Chinese consumers could become “reluctant to buy luxury goods if they are worried about the taxman coming to see them,” said Jon Cox, head of European Consumer Equities at Kepler Cheuvreux. “This is probably going to have a negative impact on performance of some of these companies.”

Kepler estimated higher taxes for the rich could lead to a decline of between 10 to 25 per cent in sales in China, hitting global luxury demand, which is unlikely to be offset elsewhere. That could lead to sector stagnation for one to two years, Kepler added.

Others are cautiously optimistic.

Aneta Wynimko, portfolio manager at Fidelity International, said her fund retains conviction in European luxury companies but is monitoring developments in China carefully, as they “are difficult to predict as many recent events have shown.”

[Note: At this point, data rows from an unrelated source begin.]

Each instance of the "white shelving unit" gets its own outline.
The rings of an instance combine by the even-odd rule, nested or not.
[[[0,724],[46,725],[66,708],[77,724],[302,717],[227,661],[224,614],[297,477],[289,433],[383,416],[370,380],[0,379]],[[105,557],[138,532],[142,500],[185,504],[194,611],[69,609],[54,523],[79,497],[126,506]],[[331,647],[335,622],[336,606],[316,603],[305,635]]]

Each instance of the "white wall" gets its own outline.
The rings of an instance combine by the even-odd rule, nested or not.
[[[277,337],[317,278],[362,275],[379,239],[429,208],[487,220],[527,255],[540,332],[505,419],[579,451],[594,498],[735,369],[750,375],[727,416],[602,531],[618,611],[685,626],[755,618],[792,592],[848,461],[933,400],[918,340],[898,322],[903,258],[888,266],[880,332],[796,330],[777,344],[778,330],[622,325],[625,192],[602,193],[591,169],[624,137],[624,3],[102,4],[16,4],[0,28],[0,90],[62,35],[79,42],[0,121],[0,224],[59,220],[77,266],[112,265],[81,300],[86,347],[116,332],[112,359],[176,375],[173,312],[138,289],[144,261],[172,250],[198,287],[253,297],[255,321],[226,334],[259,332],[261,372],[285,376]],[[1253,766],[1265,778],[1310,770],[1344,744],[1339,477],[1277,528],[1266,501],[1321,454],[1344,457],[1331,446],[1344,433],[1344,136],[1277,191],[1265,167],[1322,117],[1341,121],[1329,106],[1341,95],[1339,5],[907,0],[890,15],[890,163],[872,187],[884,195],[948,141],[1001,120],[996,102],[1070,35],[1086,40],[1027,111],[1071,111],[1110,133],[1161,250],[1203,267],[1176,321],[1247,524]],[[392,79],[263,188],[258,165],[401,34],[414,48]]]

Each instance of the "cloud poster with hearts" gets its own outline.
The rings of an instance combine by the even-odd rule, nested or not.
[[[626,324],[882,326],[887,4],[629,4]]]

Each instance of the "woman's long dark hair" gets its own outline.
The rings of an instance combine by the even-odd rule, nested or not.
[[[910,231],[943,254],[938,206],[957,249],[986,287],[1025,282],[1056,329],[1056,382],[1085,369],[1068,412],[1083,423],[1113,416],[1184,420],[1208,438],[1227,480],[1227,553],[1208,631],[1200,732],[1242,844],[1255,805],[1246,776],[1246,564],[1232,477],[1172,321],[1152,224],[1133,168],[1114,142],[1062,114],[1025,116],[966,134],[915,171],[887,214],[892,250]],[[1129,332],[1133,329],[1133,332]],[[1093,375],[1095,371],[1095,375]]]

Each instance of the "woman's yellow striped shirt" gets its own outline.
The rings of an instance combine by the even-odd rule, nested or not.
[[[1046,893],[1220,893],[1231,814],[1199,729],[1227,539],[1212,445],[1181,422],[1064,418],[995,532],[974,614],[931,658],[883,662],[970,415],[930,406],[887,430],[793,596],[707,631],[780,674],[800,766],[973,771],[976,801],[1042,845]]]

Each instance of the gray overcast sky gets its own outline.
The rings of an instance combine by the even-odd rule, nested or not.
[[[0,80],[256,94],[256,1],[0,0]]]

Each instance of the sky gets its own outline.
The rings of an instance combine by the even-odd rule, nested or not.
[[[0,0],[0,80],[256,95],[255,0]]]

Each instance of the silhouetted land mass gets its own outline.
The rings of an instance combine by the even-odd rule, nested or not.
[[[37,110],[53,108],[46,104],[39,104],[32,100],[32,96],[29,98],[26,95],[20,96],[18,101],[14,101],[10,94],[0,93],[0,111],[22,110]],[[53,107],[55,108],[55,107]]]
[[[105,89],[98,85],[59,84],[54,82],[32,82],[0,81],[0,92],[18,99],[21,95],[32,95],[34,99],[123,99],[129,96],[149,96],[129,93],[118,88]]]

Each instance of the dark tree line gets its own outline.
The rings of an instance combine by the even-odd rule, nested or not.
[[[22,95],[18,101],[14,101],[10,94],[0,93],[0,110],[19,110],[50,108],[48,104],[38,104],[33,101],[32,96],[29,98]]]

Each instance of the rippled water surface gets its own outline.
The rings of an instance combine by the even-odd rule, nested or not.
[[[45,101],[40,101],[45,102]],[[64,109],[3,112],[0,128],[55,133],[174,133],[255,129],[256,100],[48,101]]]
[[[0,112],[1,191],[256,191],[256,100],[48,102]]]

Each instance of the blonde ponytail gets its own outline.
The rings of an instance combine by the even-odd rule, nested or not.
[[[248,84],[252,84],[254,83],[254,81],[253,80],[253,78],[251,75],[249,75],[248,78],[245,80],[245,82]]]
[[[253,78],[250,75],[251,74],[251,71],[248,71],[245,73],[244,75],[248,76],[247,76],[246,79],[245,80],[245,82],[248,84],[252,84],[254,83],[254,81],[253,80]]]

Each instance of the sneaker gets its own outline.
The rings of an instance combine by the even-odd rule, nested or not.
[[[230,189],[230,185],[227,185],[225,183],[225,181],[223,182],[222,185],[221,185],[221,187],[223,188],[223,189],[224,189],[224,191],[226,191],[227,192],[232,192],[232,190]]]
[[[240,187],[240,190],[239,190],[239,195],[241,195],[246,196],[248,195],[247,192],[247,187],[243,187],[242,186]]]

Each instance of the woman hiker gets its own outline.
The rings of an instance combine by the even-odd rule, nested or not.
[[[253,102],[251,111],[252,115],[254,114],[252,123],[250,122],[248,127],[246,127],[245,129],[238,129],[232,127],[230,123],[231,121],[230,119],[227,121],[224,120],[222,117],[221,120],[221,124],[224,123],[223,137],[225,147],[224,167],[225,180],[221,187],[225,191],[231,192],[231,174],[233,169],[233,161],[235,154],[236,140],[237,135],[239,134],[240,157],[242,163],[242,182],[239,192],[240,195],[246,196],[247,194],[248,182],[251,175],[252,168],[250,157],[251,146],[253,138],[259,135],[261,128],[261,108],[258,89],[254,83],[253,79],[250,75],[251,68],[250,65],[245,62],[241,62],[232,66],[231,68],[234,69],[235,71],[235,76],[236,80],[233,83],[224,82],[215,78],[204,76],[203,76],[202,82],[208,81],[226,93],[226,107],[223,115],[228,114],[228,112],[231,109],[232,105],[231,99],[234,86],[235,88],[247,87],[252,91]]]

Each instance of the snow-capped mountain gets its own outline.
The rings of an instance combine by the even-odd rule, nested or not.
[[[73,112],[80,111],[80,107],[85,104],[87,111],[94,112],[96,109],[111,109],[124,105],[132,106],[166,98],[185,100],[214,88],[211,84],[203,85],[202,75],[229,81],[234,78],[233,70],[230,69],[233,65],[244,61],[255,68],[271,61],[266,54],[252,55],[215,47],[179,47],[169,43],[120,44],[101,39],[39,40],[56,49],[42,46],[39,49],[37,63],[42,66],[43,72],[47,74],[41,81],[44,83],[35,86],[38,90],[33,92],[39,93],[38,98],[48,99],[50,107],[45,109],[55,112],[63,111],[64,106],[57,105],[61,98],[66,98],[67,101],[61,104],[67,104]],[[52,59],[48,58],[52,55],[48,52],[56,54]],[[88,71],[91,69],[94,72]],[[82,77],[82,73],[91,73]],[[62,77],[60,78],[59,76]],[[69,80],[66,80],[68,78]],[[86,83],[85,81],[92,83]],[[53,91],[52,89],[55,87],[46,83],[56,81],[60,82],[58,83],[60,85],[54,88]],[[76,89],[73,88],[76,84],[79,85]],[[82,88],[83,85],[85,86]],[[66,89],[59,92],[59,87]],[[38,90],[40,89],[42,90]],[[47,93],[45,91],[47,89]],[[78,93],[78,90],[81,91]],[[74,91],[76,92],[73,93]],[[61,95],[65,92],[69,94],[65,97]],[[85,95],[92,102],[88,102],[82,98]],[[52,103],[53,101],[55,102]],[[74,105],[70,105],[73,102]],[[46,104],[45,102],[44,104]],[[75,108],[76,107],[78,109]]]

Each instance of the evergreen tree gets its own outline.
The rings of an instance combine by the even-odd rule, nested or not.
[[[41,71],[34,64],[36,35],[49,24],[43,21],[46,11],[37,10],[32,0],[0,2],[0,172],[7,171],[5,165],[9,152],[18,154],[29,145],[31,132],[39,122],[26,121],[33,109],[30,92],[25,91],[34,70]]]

“We are mindful of a possible change of sentiment of consumers toward the luxury segment,” she said, adding that Fidelity is not too worried about a spending power crash, as it seems the regulation being announced supports middle class growth.

Barclays upgraded the sector to overweight, citing the recent sharp underperformance.

UBS said the heavy de-rating implies that short-term China uncertainty has been priced in. There is a “good buying opportunity for high quality names,” it said, mentioning Richemont, whose shares were down 9 per cent since its August peak.

Historically, on the back of potential concerns about a Chinese slowdown, the sector de-rated versus the MSCI Europe Index on average between 15 and 30 percentage points in line with the recent repricing, UBS analysts calculated.

They expect China’s tax adjustments to be “modest and gradual”, limiting an imminent negative impact on the sector.